Bitcoin is a swarm of cyber hornets serving the goddess of wisdom, feeding on the fire of truth, exponentially growing ever smarter, faster, and stronger behind a wall of encrypted energy

2-2-2 : Les démonstrations d'attachement à l'Église et aux nouveaux cultes.

A-L'Église : cadre privilégié pour les solennités religieuses et civiles.

La religion catholique, religion « professée par la majorité des Français » comme le mentionne l'article 6 de la Charte de 1830199(*), est celle également de la majorité des magistrats au XIXe siècle200(*). Le palais de justice, souvent comparé à un sanctuaire inviolable (voir infra), n'est pourtant pas le seul lieu de culte des magistrats : la cathédrale de Rouen apparaît comme le lieu de toutes les cérémonies, sauf peut-être celle de rentrée au mois de novembre. En effet, rien ne laisse penser que la messe du Saint-Esprit, remise au goût du jour par la Restauration201(*) et donnée à la cathédrale, inaugure toujours, à partir de 1830, l'audience solennelle de rentrée de la Cour de Rouen. Malgré cela, les magistrats du parquet et de la Cour participent à bien d'autres messes dites « rouges »202(*), surnom donné à cause de la robe rouge, véritable tenue de cérémonie, que les magistrats portent lors des grandes solennités. Le parquet général, comme les autres membres de la Cour, se déplacent, du palais de justice à la cathédrale, souvent à pied mais surtout en corps. C'est d'ailleurs là une des pierres d'achoppement qui opposent, en 1833, le procureur général Moyne et son procureur du Roi de Rouen Aroux, ce dernier voulant que l'on convoque aux diverses cérémonies non des corps mais des citoyens (voir infra). Paradoxalement libres de leurs opinions religieuses, les parquetiers, catholiques ou non, pratiquants ou non, sont officiellement sollicités au sein du corps qu'ils représentent, pour participer à des rituels imposés.

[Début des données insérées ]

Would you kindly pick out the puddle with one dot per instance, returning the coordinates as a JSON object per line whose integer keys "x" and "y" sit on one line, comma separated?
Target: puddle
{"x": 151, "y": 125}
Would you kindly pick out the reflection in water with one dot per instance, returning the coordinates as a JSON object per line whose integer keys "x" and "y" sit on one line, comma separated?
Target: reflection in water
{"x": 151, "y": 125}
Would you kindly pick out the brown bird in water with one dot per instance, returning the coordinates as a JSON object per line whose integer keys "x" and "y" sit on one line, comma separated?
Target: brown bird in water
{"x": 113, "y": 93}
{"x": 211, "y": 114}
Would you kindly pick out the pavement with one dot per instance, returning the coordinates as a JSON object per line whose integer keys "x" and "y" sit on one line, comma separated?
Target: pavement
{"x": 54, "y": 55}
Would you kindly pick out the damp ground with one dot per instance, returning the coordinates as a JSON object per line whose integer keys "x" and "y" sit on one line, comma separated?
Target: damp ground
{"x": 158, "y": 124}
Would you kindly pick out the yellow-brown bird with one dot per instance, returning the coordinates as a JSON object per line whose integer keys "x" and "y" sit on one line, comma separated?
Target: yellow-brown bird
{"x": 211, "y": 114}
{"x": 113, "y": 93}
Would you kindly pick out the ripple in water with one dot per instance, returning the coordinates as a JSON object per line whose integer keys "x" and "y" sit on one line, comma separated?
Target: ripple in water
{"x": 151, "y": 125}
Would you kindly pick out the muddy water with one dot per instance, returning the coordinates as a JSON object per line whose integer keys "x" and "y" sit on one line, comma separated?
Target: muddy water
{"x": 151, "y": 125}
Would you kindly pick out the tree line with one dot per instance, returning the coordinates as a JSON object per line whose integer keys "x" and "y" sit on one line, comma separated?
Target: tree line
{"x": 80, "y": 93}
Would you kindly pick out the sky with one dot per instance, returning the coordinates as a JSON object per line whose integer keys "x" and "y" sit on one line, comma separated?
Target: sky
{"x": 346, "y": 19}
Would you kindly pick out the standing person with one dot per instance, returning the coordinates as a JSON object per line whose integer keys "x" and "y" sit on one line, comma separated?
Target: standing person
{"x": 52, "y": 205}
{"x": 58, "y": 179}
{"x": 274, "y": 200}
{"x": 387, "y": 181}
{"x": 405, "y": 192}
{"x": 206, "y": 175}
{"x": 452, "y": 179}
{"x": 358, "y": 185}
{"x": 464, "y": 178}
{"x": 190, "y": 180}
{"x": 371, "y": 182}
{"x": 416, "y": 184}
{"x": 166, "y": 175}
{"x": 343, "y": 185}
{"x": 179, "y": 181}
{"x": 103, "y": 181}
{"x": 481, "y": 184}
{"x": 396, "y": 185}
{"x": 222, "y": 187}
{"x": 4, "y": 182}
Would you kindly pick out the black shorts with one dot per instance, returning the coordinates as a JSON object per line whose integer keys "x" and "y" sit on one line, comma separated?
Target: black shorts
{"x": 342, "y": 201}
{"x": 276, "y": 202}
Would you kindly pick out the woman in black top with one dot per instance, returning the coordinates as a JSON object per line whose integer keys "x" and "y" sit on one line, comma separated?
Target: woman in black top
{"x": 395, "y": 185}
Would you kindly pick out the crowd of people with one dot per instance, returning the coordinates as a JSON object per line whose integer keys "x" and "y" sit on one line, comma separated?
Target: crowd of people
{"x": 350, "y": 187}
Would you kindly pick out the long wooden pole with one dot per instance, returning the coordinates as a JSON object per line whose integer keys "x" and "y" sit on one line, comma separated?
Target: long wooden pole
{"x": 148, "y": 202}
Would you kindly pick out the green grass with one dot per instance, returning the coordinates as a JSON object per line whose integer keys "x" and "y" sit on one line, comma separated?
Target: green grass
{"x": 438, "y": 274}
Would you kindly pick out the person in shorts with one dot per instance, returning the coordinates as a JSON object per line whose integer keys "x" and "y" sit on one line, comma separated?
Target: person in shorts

Si le procureur Aroux craint la réapparition d'une religion d'État, il est certain que s'organise très rapidement un « culte d'État » qui honore Louis-Philippe et les Trois Glorieuses : le 1er mai, jour de la saint Philippe, est l'occasion d'une fête nationale dédiée à Louis-Philippe. Le 1er mai 1831, le procureur général Thil, les avocats généraux Boucly et Gesbert ainsi que le substitut de Tourville, se rendent à la cathédrale pour entendre « une messe solennelle en musique [...] célébrée à l'occasion de la fête de Sa Majesté et à laquelle a assisté Monseigneur le cardinal Prince de Croÿ, archevêque de Rouen »203(*). Jean-Pierre Chaline prend l'exemple de cette fête pour illustrer le retour, de la part de la magistrature, d'un certain bigotisme intéressé :

« Très vite, opportunisme politique et souci de carrière ramenèrent au pied des autels fonctionnaires et magistrats, libéraux nommés de la veille, lors des messes de la Saint Philippe. «Tel qui ne croit pas un mot des dogmes catholiques n'avait pas moins endossé la robe rouge ou l'habit brodé pour venir faire acte de catholicisme», enrage le Journal de Rouen [numéro des 1er et 2 mai 1831] »204(*).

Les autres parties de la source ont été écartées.